Living on Earth’s Jennifer Chu reports that a little shock to the brain could improve your verbal skills.
CURWOOD: Just ahead: how one woman changed the face of Africa, starting with a few seedlings. First, this Note on Emerging Science from Jennifer Chu.
[SCIENCE NOTE THEME]
CHU: Think fast - talk faster.
A recent experiment shows that applying a small electrical current to the front of your head for 20 minutes can give your brain the jolt it needs to juice up your verbal skills.
This may be especially good news for people who suffer from frontal temporal dementia, a brain condition that affects speech.
In the experiment conducted by researchers at the U.S. National Institutes of Heath, volunteers were hooked up to a set of scalp electrodes. Researchers administered an imperceptible dose of electricity to some, while the control group received none. The volunteers were then asked to list as many words as they could which began with a particular letter.

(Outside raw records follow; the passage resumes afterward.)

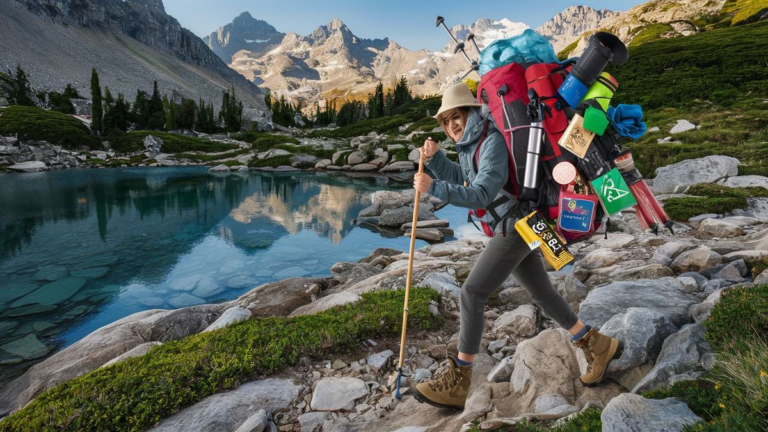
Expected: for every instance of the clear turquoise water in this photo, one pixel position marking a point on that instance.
(115, 242)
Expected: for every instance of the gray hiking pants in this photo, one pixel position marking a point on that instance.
(502, 256)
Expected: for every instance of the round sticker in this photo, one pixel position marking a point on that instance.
(564, 173)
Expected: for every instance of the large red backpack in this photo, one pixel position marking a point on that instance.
(505, 91)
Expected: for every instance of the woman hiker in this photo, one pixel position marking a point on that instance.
(465, 185)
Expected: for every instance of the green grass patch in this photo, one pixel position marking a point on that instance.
(270, 162)
(733, 396)
(32, 123)
(744, 11)
(723, 66)
(650, 33)
(172, 143)
(710, 198)
(138, 392)
(739, 316)
(585, 421)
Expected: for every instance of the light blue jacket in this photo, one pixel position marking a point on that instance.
(485, 185)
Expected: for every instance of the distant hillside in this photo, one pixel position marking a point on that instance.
(131, 43)
(666, 19)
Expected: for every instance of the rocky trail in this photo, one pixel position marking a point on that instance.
(651, 291)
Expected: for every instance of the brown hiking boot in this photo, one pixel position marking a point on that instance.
(599, 351)
(448, 388)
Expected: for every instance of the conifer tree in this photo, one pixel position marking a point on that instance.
(97, 113)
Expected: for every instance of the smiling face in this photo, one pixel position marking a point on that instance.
(454, 122)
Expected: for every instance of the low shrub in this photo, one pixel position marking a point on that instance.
(739, 316)
(743, 377)
(700, 395)
(32, 123)
(136, 393)
(710, 198)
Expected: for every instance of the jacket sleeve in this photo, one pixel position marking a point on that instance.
(445, 169)
(491, 177)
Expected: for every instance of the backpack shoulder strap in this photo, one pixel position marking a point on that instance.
(480, 143)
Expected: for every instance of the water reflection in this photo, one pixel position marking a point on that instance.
(114, 242)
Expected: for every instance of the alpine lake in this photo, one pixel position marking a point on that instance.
(80, 249)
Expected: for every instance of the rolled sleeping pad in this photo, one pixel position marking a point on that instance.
(541, 78)
(603, 48)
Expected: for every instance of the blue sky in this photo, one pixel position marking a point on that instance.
(410, 23)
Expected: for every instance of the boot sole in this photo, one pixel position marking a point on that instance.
(423, 399)
(618, 350)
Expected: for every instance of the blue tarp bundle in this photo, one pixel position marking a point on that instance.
(527, 48)
(627, 120)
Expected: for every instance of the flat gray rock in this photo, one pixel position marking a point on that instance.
(227, 411)
(664, 295)
(32, 166)
(677, 177)
(313, 421)
(334, 394)
(52, 293)
(255, 423)
(230, 316)
(682, 352)
(643, 332)
(380, 360)
(634, 413)
(442, 282)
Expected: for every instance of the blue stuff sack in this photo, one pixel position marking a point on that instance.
(526, 49)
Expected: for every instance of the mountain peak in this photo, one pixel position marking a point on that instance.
(569, 24)
(335, 24)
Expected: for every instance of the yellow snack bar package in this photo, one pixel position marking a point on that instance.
(536, 232)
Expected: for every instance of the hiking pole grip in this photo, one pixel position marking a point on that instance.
(417, 197)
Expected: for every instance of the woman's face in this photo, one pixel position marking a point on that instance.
(454, 122)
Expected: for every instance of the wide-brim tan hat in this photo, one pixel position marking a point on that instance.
(456, 96)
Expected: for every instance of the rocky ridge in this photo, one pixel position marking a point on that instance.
(333, 59)
(526, 368)
(571, 23)
(131, 43)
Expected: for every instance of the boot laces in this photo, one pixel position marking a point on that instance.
(586, 348)
(446, 377)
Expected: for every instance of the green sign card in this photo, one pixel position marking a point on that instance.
(613, 192)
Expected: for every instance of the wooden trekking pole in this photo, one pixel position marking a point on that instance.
(408, 277)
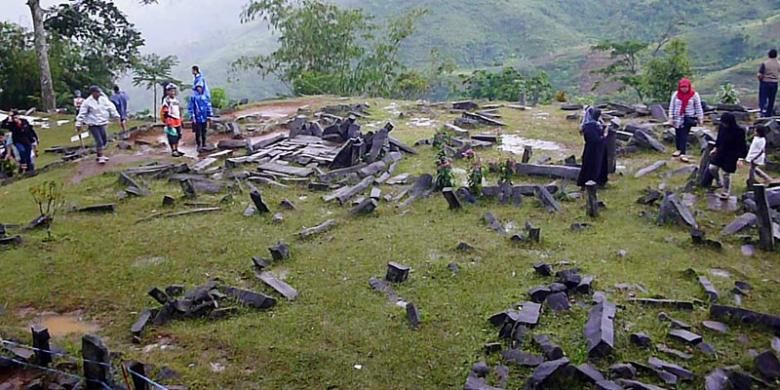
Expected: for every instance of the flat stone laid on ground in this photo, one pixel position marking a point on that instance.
(250, 298)
(544, 372)
(319, 229)
(622, 370)
(278, 285)
(680, 372)
(671, 303)
(558, 301)
(768, 365)
(685, 336)
(551, 350)
(641, 339)
(522, 358)
(673, 352)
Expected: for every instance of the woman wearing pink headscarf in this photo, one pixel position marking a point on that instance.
(686, 112)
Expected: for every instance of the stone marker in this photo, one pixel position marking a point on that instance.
(257, 200)
(543, 269)
(599, 330)
(159, 295)
(547, 200)
(671, 351)
(685, 336)
(715, 326)
(592, 205)
(287, 204)
(544, 372)
(650, 169)
(366, 206)
(550, 350)
(558, 301)
(493, 223)
(41, 338)
(589, 373)
(539, 294)
(672, 368)
(716, 380)
(707, 349)
(278, 285)
(250, 298)
(397, 273)
(413, 315)
(452, 199)
(641, 339)
(319, 229)
(188, 188)
(768, 365)
(622, 370)
(280, 251)
(140, 324)
(570, 277)
(97, 363)
(522, 358)
(764, 220)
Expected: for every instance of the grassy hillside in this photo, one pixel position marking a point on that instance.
(339, 333)
(551, 34)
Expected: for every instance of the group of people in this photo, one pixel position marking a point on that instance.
(199, 109)
(686, 111)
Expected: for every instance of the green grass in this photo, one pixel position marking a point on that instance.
(105, 264)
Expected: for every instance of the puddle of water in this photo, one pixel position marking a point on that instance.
(514, 144)
(422, 122)
(66, 324)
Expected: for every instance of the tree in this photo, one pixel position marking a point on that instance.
(151, 70)
(664, 72)
(42, 51)
(327, 49)
(100, 30)
(625, 66)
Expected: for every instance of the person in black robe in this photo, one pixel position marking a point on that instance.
(730, 147)
(594, 155)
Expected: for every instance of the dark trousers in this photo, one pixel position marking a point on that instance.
(25, 155)
(767, 92)
(681, 137)
(200, 130)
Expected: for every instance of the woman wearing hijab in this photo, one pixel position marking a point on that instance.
(594, 158)
(730, 147)
(686, 111)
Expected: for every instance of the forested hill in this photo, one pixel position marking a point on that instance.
(726, 37)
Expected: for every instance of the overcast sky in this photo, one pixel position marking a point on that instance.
(193, 19)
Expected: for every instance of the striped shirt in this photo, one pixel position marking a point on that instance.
(693, 109)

The results: those who had received a current performed significantly better on the verbal test—naming nearly 20 percent more words—than the control group.

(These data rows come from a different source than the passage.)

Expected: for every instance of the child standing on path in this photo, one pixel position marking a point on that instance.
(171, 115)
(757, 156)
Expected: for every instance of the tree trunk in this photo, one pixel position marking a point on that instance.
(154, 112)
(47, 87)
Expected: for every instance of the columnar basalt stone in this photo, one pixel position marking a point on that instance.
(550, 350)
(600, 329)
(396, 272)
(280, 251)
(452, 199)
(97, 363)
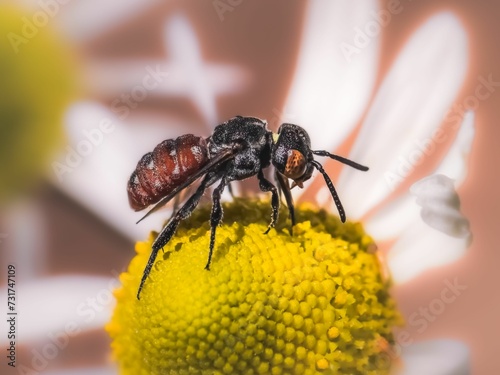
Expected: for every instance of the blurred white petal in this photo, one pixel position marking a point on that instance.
(86, 19)
(185, 74)
(24, 242)
(441, 205)
(84, 371)
(410, 105)
(48, 306)
(114, 78)
(392, 219)
(420, 248)
(437, 357)
(455, 163)
(330, 90)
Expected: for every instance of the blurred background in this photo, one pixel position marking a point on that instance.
(88, 87)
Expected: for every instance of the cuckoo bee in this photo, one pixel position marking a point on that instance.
(239, 148)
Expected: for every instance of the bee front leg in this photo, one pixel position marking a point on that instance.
(266, 186)
(288, 197)
(169, 230)
(215, 218)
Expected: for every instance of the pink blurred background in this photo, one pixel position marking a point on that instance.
(263, 40)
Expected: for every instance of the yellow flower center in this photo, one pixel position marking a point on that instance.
(271, 304)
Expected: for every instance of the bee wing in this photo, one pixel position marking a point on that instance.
(211, 165)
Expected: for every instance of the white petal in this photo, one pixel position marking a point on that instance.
(50, 305)
(420, 248)
(441, 205)
(437, 357)
(330, 88)
(455, 163)
(115, 78)
(185, 49)
(84, 371)
(83, 20)
(392, 219)
(411, 103)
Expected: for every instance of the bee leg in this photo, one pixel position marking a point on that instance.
(230, 189)
(215, 218)
(169, 230)
(266, 186)
(283, 184)
(333, 192)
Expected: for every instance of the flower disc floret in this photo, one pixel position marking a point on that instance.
(314, 302)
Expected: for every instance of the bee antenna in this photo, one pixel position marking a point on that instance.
(345, 161)
(329, 183)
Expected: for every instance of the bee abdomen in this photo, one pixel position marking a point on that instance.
(169, 165)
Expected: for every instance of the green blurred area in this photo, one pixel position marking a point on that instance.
(37, 83)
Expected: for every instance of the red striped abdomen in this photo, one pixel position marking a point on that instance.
(168, 166)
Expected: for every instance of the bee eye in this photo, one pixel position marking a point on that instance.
(295, 165)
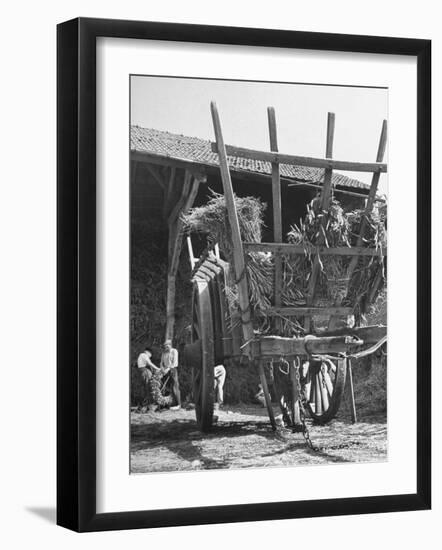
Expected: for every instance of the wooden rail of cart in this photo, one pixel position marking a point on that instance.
(324, 359)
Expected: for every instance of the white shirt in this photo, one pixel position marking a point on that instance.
(144, 359)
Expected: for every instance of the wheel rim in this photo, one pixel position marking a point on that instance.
(324, 384)
(202, 331)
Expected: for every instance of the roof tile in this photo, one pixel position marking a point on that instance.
(168, 145)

While researchers can’t fully explain the effect, they speculate that electrical current stimulates cells in the prefrontal cortex, which is the area of the brain responsible for generating words.
After the current passes through this region, brain cells are able to fire off signals more rapidly, thus increasing verbal ability. Scientists hope they’ll eventually be able to use electrode therapy—which they say is harmless—in combination with drugs as a treatment for dementia. So far, the only side effect appears to be an itchy scalp. That’s this week’s Note on Emerging Science. I’m Jennifer Chu.
CURWOOD: And you’re listening to NPR’s Living on Earth.